DEUXIÈME LECTURE – Romains 8, 18 – 23

 

Frères,
18 j’estime qu’il n’y a pas de commune mesure
entre les souffrances du temps présent
et la gloire que Dieu va bientôt révéler en nous.
19 En effet, la création aspire de toutes ses forces
à voir cette révélation des fils de Dieu.
20 Car la création a été livrée au pouvoir du néant,
non parce qu’elle l’a voulu,
mais à cause de celui qui l’a livrée à ce pouvoir.
Pourtant, elle a gardé l’espérance
21 d’être, elle aussi, libérée de l’esclavage,
de la dégradation inévitable,
pour connaître la liberté,
la gloire des enfants de Dieu.
22 Nous le savons bien,
la création tout entière crie sa souffrance,
elle passe par les douleurs d’un enfantement qui dure encore.
23 Et elle n’est pas seule.
Nous aussi nous crions en nous-mêmes notre souffrance ;
nous avons commencé par recevoir le Saint Esprit,
mais nous attendons notre adoption
et la délivrance de notre corps.


« La création aspire de toutes ses forces à voir la révélation des fils de Dieu ». Cela veut dire que la création n’est pas un événement du passé : elle est un projet en marche.

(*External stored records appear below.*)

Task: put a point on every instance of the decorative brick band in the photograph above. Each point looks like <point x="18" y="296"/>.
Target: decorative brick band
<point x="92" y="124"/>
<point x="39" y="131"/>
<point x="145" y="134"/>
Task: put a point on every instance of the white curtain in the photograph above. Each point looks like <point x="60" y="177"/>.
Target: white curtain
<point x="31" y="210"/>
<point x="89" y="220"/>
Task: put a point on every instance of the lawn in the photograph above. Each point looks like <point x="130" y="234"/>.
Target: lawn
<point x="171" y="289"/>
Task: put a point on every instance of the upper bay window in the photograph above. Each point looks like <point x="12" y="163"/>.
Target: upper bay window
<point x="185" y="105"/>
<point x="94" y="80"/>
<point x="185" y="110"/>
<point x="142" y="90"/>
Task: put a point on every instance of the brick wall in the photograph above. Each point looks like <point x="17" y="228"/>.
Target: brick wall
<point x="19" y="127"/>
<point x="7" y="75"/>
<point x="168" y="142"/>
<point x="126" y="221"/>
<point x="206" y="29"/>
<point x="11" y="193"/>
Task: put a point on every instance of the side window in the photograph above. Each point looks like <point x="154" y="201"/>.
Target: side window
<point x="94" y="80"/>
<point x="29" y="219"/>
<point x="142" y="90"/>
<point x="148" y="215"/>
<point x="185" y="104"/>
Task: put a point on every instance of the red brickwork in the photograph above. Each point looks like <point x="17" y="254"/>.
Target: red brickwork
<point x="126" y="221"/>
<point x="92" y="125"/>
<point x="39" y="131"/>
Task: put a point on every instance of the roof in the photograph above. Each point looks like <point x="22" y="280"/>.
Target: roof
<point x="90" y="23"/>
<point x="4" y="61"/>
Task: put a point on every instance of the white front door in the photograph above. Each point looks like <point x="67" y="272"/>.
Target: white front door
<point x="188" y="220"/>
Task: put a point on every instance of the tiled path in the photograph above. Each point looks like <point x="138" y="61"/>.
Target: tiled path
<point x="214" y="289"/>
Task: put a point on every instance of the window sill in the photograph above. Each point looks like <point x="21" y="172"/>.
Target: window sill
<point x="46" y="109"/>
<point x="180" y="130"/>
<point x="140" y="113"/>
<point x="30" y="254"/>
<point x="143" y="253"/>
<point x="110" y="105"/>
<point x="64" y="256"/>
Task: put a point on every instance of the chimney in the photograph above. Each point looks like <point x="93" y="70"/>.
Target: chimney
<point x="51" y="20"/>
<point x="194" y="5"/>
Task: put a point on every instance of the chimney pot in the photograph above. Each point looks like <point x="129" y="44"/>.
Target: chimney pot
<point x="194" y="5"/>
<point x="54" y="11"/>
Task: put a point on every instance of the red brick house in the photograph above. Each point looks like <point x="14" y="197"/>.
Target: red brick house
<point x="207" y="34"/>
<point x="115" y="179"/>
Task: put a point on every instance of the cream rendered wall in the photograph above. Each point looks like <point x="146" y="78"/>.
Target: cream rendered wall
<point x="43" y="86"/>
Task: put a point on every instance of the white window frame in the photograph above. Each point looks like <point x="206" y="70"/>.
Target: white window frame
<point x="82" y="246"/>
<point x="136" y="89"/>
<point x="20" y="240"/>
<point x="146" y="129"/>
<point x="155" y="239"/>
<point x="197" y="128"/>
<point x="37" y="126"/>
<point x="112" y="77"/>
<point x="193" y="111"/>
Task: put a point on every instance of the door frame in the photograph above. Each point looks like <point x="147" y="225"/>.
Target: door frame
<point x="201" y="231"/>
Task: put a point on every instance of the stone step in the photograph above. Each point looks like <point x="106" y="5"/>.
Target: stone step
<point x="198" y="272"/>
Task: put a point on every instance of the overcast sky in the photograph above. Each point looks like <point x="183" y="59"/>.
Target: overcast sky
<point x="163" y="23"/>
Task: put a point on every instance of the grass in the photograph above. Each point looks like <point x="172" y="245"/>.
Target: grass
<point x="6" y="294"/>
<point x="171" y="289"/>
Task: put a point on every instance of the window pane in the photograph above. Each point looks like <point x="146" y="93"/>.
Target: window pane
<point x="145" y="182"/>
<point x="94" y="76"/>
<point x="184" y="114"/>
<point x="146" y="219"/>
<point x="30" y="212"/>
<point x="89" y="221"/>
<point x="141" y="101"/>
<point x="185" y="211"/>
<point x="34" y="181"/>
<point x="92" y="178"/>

Je vous propose une comparaison : Imaginons la naissance d’une œuvre d’art, une immense sculpture de bronze, par exemple. J’ai en tête une grande croix de bronze offerte à une église de mon diocèse par un sculpteur tchèque ; aujourd’hui, elle est admirable, mais que de difficultés, petites et grandes, pour en arriver là !

Depuis le premier jour, l’artiste sait où il va et il sait qu’il lui faudra beaucoup de patience et de temps ; il faudra passer par bien des étapes, des débuts de réalisation, des échecs, peut-être… Dans bien des cas, il devra s’entourer de collaborateurs. Ceux-ci devront endurer les fatigues et les peines, les risques sans très bien savoir où ce travail parfois ingrat les mènera. Car seul l’artiste imagine déjà l’œuvre achevée ; et la beauté entrevue, comment la décrire, la faire partager à ses collaborateurs ? Ceux-ci devront faire preuve de beaucoup de confiance pour s’engager sur ce chantier.

On pourrait comparer le projet de Dieu à cette naissance d’une œuvre d’art : d’ailleurs Paul parle bien d’enfantement. Dieu seul, pour l’instant, peut décrire l’œuvre achevée ; qui est en train d’achever l’œuvre ? Nous, chacun, pour notre petite part, mais surtout l’Esprit qui souffle sur le monde pour le tourner vers Dieu. « Nous avons commencé par recevoir le Saint Esprit, mais nous attendons notre adoption et la délivrance de notre corps. » : entendons-nous bien, nous n’attendons pas d’être délivrés de notre corps, c’est notre corps, c’est-à-dire notre être tout entier, actuellement encore enchaîné, c’est-à-dire encore lié au péché, qui sera enfin libéré, libre de vivre en fils de Dieu.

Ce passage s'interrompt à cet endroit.